As I mentioned before, I have identified a prospective Ascending Middle Section pattern on the Dow:
An Ascending Middle Section on the Dow:
Idealized Pattern here:
After Point J, the market is supposed to decline for an amount of time equal to the duration between Points E and J. In our case, that implies a drop lasting 8 months. For the time being, I think that over the course of this correction the Dow will return to its 2013 lows in the 14500-15000 range, and that the NASDAQ Composite and NASDAQ-100 will return to their April 2014 lows at 3946 and 3414, respectively. That equates to a correction of about 18% on both the Dow and NASDAQ.
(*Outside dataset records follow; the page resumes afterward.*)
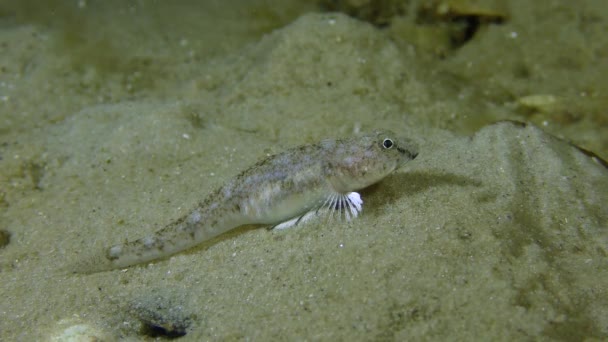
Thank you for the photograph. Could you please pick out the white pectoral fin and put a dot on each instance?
(347, 206)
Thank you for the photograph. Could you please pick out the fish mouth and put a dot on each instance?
(409, 154)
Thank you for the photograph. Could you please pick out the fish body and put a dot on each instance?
(281, 188)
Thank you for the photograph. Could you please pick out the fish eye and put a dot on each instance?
(387, 143)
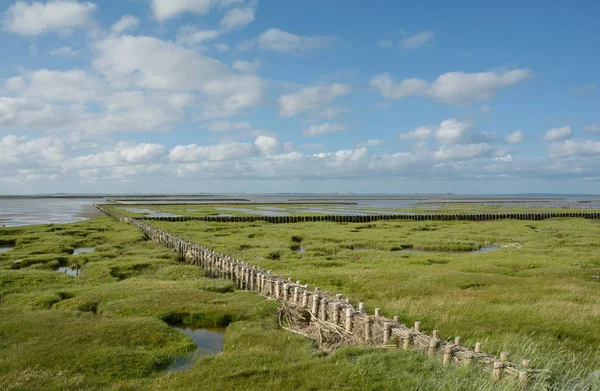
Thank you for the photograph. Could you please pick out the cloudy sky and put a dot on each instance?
(299, 96)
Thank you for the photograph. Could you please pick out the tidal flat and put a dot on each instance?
(111, 326)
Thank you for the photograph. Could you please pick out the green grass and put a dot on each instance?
(108, 328)
(537, 287)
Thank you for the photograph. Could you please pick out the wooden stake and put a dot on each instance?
(447, 355)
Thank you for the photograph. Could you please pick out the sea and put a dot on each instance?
(51, 209)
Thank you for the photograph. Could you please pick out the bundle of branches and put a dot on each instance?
(329, 336)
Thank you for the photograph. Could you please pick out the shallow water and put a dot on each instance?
(31, 211)
(209, 342)
(480, 251)
(83, 250)
(255, 212)
(68, 271)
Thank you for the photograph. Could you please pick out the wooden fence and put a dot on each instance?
(326, 307)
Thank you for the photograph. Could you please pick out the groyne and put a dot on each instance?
(334, 310)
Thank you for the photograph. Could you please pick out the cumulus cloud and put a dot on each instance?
(166, 9)
(127, 22)
(557, 134)
(453, 88)
(515, 138)
(370, 143)
(238, 17)
(569, 148)
(420, 133)
(39, 18)
(591, 129)
(287, 43)
(148, 62)
(417, 40)
(324, 128)
(464, 152)
(225, 126)
(246, 66)
(213, 153)
(267, 145)
(311, 99)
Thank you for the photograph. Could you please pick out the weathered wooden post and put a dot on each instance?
(315, 308)
(448, 349)
(387, 332)
(368, 334)
(498, 370)
(349, 315)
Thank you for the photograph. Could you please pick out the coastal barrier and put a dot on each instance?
(325, 308)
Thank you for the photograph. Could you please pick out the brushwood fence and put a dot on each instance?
(372, 329)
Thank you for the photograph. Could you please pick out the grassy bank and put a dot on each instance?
(536, 296)
(108, 328)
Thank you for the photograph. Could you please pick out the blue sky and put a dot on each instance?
(305, 96)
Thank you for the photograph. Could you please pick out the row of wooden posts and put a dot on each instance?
(375, 329)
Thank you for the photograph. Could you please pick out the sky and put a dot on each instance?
(255, 96)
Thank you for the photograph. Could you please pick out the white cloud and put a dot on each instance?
(311, 99)
(591, 129)
(515, 138)
(420, 133)
(221, 47)
(452, 131)
(464, 152)
(584, 89)
(166, 9)
(190, 36)
(324, 128)
(147, 62)
(370, 143)
(238, 18)
(64, 51)
(287, 43)
(127, 22)
(386, 43)
(212, 153)
(417, 40)
(569, 148)
(39, 18)
(246, 66)
(454, 88)
(225, 126)
(267, 145)
(557, 134)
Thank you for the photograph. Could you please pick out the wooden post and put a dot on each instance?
(336, 313)
(447, 355)
(349, 315)
(324, 304)
(433, 344)
(286, 292)
(498, 370)
(367, 329)
(315, 308)
(387, 332)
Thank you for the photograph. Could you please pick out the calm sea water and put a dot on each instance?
(31, 211)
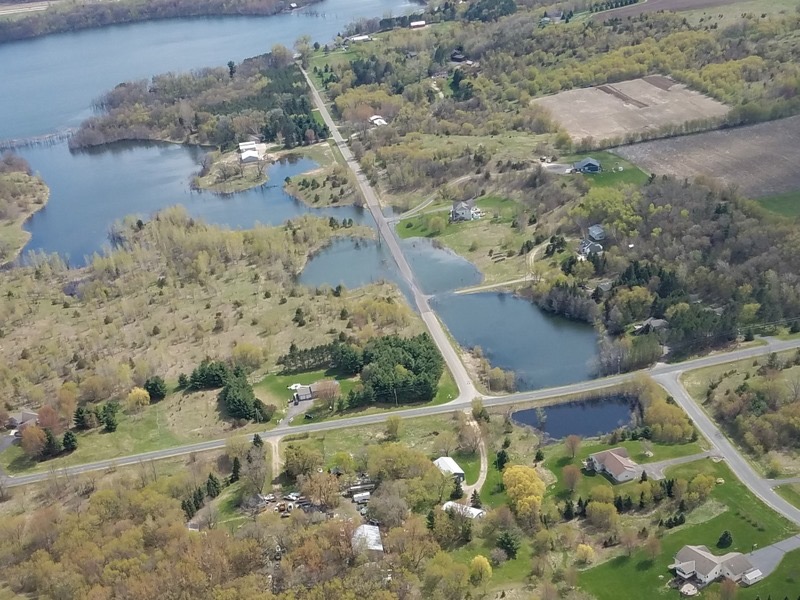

However, if this correction does last 8 months, and the downward legs continue to be as sharp was what we’ve seen this past week, the indices would likely go even lower than those targets. From a cyclical perspective, it makes sense to have a correction now, but I don’t know why we are seeing panic behavior so early. In my opinion the news isn’t all that frightening now relative to what the bull market has previously endured. In our current situation, it is possible for the Dow to drop 30%, and the NASDAQ to drop 40%, in Primary Wave 4, without breaking Elliott rules for a normal five-wave advance. I don’t think the drops will be that bad but it’s worth considering.